“El hombre es la computadora más barata, de menor peso, no lineal y multipropósito que puede ser producida en masa por trabajo no calificado”. Esta ingeniosa frase, supuestamente utilizada por la NASA para justificar los viajes espaciales tripulados a mediados de los años sesenta, va dejando poco a poco de ser cierta.
El trabajo académico más conocido sobre el potencial de las computadoras para reemplazar a los trabajadores, de la Universidad de Oxford, estima que el 47% de los empleos actuales en Estados Unidos está en riesgo de ser automatizado conforme los salarios esperados se hacen más altos y los costos de la tecnología más bajos. En Inglaterra se calcula que un tercio de los empleos podrían sucumbir a la inteligencia artificial en los próximos 20 años.
Pero lo cierto es que tampoco hay que esperar décadas para empezar a ver el potencial de la automatización. La demanda por cajeros de banco, agentes inmobiliarios, traductores, agentes de viaje y contadores ya ha cedido espacio a los algoritmos. En la misma lista esperan su lúgubre turno no pocos transportistas, abogados, periodistas y hasta médicos.
¿Cómo puede prepararse el Perú para este cambio global tan profundo como inminente? La agenda pendiente pasa por los trabajadores, las empresas y el Estado.
Por el lado de los trabajadores, estos tienen el reto de buscar especialización en función –cada vez mayor– a la demanda real de empleo. Herramientas como el portal Ponte en Carrera, del Ministerio de Educación e IPAE, son útiles en este sentido, pero solo ayudan a identificar la demanda pasada por empleo, no la futura.
La clave está en la inversión en capital humano adaptable y flexible a nuevas circunstancias, con cierto énfasis en “habilidades blandas” que permitan reconversiones laborales relativamente rápidas.
Por su parte, los empresarios peruanos deben empezar a aprovechar mejor las facilidades que hoy les permite la tecnología. El horario flexible y la participación remota de trabajadores –el teletrabajo– tienen el potencial de incorporar a millones de personas al mercado laboral y ofrecen la oportunidad de contratar a empleados de cualquier parte del mundo.
El teletrabajo puede ser especialmente importante para aquellas personas hábiles pero con dificultades para trasladarse, y también para las miles de mujeres con educación y experiencia que decidieron dejar su trabajo para cuidar de sus familias cuando la única alternativa que les ofrecieron fue de diez horas en la oficina o nada. Más allá del efecto social de inclusión laboral, las empresas y la sociedad no pueden darse el lujo de seguir desperdiciando ese capital humano.
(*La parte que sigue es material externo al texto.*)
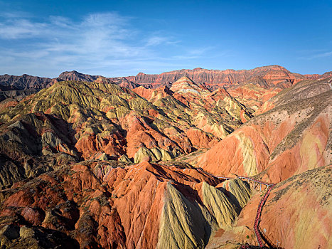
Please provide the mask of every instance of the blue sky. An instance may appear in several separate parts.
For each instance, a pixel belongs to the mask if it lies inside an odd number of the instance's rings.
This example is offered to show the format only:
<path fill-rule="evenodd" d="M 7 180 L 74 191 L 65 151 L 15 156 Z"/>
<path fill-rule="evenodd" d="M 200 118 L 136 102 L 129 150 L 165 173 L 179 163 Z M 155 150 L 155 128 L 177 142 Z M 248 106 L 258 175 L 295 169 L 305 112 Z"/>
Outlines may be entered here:
<path fill-rule="evenodd" d="M 332 70 L 332 1 L 0 0 L 0 74 Z"/>

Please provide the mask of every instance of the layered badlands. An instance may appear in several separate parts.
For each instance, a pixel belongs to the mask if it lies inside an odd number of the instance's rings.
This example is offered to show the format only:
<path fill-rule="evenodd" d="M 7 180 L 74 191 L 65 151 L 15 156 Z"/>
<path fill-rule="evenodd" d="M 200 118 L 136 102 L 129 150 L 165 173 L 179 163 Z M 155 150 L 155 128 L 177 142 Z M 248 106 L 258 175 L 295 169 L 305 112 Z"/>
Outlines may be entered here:
<path fill-rule="evenodd" d="M 93 82 L 1 102 L 0 245 L 255 245 L 262 193 L 238 175 L 278 183 L 262 214 L 267 238 L 331 247 L 331 78 L 191 71 L 117 83 L 66 72 Z"/>

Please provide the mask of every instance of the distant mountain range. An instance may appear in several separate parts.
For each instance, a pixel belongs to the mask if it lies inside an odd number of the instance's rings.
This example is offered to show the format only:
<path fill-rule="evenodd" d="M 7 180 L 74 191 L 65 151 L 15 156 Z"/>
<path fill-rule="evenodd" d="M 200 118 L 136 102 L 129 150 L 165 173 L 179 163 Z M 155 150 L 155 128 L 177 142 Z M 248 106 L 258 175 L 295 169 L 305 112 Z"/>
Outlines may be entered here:
<path fill-rule="evenodd" d="M 149 75 L 139 73 L 136 76 L 107 78 L 110 82 L 129 89 L 142 85 L 146 88 L 157 88 L 166 85 L 171 87 L 173 82 L 186 76 L 196 83 L 205 85 L 210 90 L 219 87 L 228 88 L 241 83 L 255 83 L 264 88 L 271 87 L 288 88 L 301 80 L 318 80 L 332 75 L 332 71 L 323 75 L 301 75 L 291 73 L 280 65 L 267 65 L 250 70 L 208 70 L 200 68 L 182 69 L 161 74 Z M 100 75 L 83 74 L 75 70 L 62 73 L 58 78 L 41 78 L 24 74 L 21 76 L 0 75 L 0 90 L 27 90 L 29 88 L 41 89 L 49 87 L 56 82 L 64 80 L 77 80 L 92 82 Z"/>

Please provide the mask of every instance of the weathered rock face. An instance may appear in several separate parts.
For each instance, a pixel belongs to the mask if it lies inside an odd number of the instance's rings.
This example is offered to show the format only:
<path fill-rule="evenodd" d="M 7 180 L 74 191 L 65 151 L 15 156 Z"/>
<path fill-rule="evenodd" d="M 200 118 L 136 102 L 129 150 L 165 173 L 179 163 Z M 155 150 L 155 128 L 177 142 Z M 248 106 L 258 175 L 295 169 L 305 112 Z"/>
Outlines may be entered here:
<path fill-rule="evenodd" d="M 266 238 L 271 246 L 280 248 L 329 248 L 331 176 L 330 165 L 277 184 L 262 208 L 259 228 L 263 240 Z M 232 228 L 214 233 L 206 248 L 237 248 L 244 243 L 257 245 L 252 224 L 261 196 L 261 192 L 255 194 Z"/>
<path fill-rule="evenodd" d="M 331 92 L 328 80 L 304 81 L 281 92 L 268 103 L 274 108 L 217 144 L 198 165 L 215 174 L 261 174 L 279 182 L 330 164 Z"/>
<path fill-rule="evenodd" d="M 195 168 L 111 162 L 64 166 L 1 191 L 1 245 L 23 248 L 24 231 L 41 248 L 54 243 L 38 240 L 47 233 L 73 248 L 203 248 L 237 217 L 239 201 Z"/>
<path fill-rule="evenodd" d="M 146 85 L 65 72 L 90 82 L 1 101 L 0 248 L 255 244 L 257 187 L 188 163 L 284 181 L 261 228 L 284 248 L 331 247 L 331 79 L 270 66 L 224 72 L 235 87 L 213 90 L 221 71 L 183 71 Z"/>
<path fill-rule="evenodd" d="M 181 77 L 188 77 L 194 82 L 204 84 L 211 90 L 223 86 L 230 86 L 241 83 L 251 83 L 263 88 L 280 87 L 289 88 L 299 81 L 307 78 L 312 78 L 311 75 L 301 75 L 289 72 L 279 65 L 269 65 L 256 68 L 251 70 L 235 70 L 227 69 L 225 70 L 207 70 L 195 68 L 193 70 L 183 69 L 171 72 L 163 73 L 160 75 L 146 75 L 139 73 L 136 77 L 128 79 L 136 84 L 146 86 L 147 88 L 158 88 L 168 85 Z M 315 78 L 328 78 L 328 75 L 316 75 Z"/>
<path fill-rule="evenodd" d="M 49 78 L 41 78 L 23 75 L 0 75 L 0 85 L 11 87 L 7 90 L 26 90 L 28 88 L 44 88 L 51 85 L 54 82 Z M 1 89 L 2 90 L 2 89 Z"/>

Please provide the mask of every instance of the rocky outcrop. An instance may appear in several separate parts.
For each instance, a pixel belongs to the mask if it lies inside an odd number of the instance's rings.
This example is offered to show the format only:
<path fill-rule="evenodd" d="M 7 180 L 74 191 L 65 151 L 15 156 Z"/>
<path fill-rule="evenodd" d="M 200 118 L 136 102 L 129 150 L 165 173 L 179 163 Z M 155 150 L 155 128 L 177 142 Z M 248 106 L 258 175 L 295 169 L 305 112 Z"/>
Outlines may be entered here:
<path fill-rule="evenodd" d="M 328 80 L 304 81 L 271 100 L 259 115 L 201 156 L 215 174 L 282 180 L 331 162 L 331 90 Z M 264 108 L 264 107 L 263 107 Z"/>
<path fill-rule="evenodd" d="M 213 186 L 220 183 L 184 165 L 65 164 L 0 191 L 0 243 L 203 248 L 213 231 L 229 228 L 237 217 L 232 201 L 239 201 Z M 45 233 L 56 235 L 58 243 L 41 244 Z"/>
Finalmente, el Estado debe crear condiciones laborales adecuadas para la nueva demanda. Y aquí la regulación debe repensarse. El reglamento del teletrabajo tiene aún serias deficiencias que lo hacen poco práctico. El concepto de estabilidad laboral empieza a ser permeado por oportunidades de trabajo como las que ofrece Uber (¿son los taxistas que usan esta aplicación empleados con derecho a beneficios o no?). La idea del salario mínimo pierde poder cuando puedo contratar virtualmente a alguien en El Salvador o en la India para que haga el cálculo o diseño que necesito en mi empresa por una fracción del costo local.
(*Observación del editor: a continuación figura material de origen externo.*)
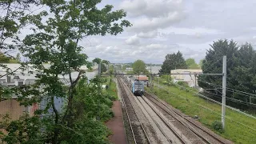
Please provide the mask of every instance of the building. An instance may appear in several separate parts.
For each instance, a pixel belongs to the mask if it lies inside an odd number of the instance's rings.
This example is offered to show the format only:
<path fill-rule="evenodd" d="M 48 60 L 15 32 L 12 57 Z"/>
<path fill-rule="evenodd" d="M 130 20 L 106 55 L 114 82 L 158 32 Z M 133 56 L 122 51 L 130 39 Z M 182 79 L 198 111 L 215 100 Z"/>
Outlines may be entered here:
<path fill-rule="evenodd" d="M 170 70 L 170 76 L 174 79 L 174 82 L 186 82 L 190 87 L 198 86 L 197 76 L 200 74 L 202 74 L 202 70 L 177 69 Z"/>
<path fill-rule="evenodd" d="M 20 67 L 19 64 L 6 64 L 8 68 L 12 70 L 15 70 Z M 50 64 L 46 64 L 45 66 L 50 66 Z M 29 71 L 36 72 L 32 67 L 29 67 L 25 70 L 18 70 L 14 73 L 14 75 L 6 75 L 0 78 L 0 85 L 2 87 L 4 86 L 19 86 L 22 85 L 31 85 L 35 82 L 37 78 L 35 74 L 29 73 Z M 96 75 L 97 72 L 86 72 L 86 76 L 91 79 Z M 0 66 L 0 75 L 6 74 L 6 72 Z M 78 75 L 78 72 L 73 72 L 71 74 L 72 79 L 76 79 Z M 70 84 L 69 75 L 58 75 L 61 81 L 66 84 Z M 30 115 L 33 115 L 34 112 L 38 109 L 43 109 L 46 106 L 47 101 L 42 99 L 39 103 L 34 103 L 30 106 L 25 107 L 24 106 L 20 106 L 20 103 L 17 101 L 17 96 L 13 95 L 10 98 L 4 99 L 0 98 L 0 115 L 6 115 L 8 114 L 10 117 L 10 120 L 17 120 L 21 115 L 25 112 L 28 113 Z M 62 107 L 65 103 L 65 99 L 58 98 L 54 97 L 54 104 L 57 110 L 60 112 Z M 49 113 L 52 113 L 53 110 L 49 110 Z M 0 117 L 0 122 L 2 121 Z"/>

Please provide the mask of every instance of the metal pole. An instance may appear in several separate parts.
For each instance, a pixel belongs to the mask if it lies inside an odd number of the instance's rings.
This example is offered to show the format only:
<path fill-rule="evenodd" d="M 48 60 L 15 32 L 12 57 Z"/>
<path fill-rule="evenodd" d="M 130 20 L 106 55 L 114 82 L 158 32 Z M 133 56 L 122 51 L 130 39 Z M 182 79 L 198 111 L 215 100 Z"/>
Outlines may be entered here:
<path fill-rule="evenodd" d="M 226 114 L 226 56 L 223 56 L 222 67 L 222 129 L 225 129 L 225 114 Z"/>
<path fill-rule="evenodd" d="M 150 63 L 150 90 L 152 90 L 152 70 L 151 70 L 151 63 Z"/>
<path fill-rule="evenodd" d="M 98 66 L 98 74 L 100 75 L 102 73 L 102 62 L 100 62 Z"/>

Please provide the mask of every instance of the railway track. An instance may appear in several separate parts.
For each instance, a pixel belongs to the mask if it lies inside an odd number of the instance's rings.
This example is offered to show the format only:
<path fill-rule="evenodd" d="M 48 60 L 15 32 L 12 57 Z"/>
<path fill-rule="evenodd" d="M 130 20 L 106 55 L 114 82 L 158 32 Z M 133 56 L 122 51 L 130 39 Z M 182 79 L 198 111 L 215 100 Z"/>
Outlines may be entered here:
<path fill-rule="evenodd" d="M 187 143 L 186 142 L 186 140 L 184 140 L 184 138 L 182 138 L 180 134 L 178 134 L 172 128 L 171 126 L 170 126 L 166 119 L 165 119 L 158 111 L 156 111 L 155 108 L 154 108 L 146 100 L 145 100 L 145 98 L 136 97 L 136 98 L 138 100 L 142 107 L 145 110 L 147 110 L 148 114 L 150 115 L 151 118 L 158 126 L 162 134 L 166 137 L 169 143 Z M 149 109 L 152 110 L 154 114 L 148 112 L 150 110 Z M 155 118 L 155 115 L 158 116 L 158 118 Z"/>
<path fill-rule="evenodd" d="M 209 131 L 202 128 L 190 119 L 188 119 L 188 118 L 186 118 L 180 113 L 174 110 L 172 108 L 157 98 L 155 95 L 145 92 L 144 96 L 154 103 L 165 116 L 171 116 L 170 118 L 169 117 L 169 118 L 174 119 L 174 123 L 179 125 L 180 128 L 184 129 L 183 131 L 185 133 L 188 134 L 190 132 L 200 139 L 194 139 L 194 142 L 193 143 L 229 143 L 228 142 L 225 142 L 219 138 L 217 138 L 216 135 L 210 134 Z"/>
<path fill-rule="evenodd" d="M 150 144 L 150 141 L 145 131 L 145 129 L 142 125 L 142 122 L 140 122 L 140 119 L 138 118 L 137 113 L 128 98 L 128 94 L 123 86 L 125 85 L 124 82 L 121 80 L 120 78 L 118 78 L 118 82 L 120 86 L 120 89 L 122 91 L 122 99 L 123 101 L 123 105 L 127 114 L 130 127 L 135 144 Z"/>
Adicionalmente, el Estado tendrá la responsabilidad de manejar las expectativas y ansiedad que la tecnología trae. De hecho, la falta de programas de reconversión laboral para trabajadores en edad madura que perdieron su empleo es lo que explica en parte la decepción de sectores de Estados Unidos con su ‘establishment’ y la victoria de Donald Trump. Esta tendencia bien podría acentuarse.
Como en algunas películas, la sinergia hombre-máquina ofrece oportunidades enormes de mejora de la productividad y de la calidad de vida. Depende de nosotros poder aprovecharla y que la tecnología –como sucede en otras películas– no nos pase por encima.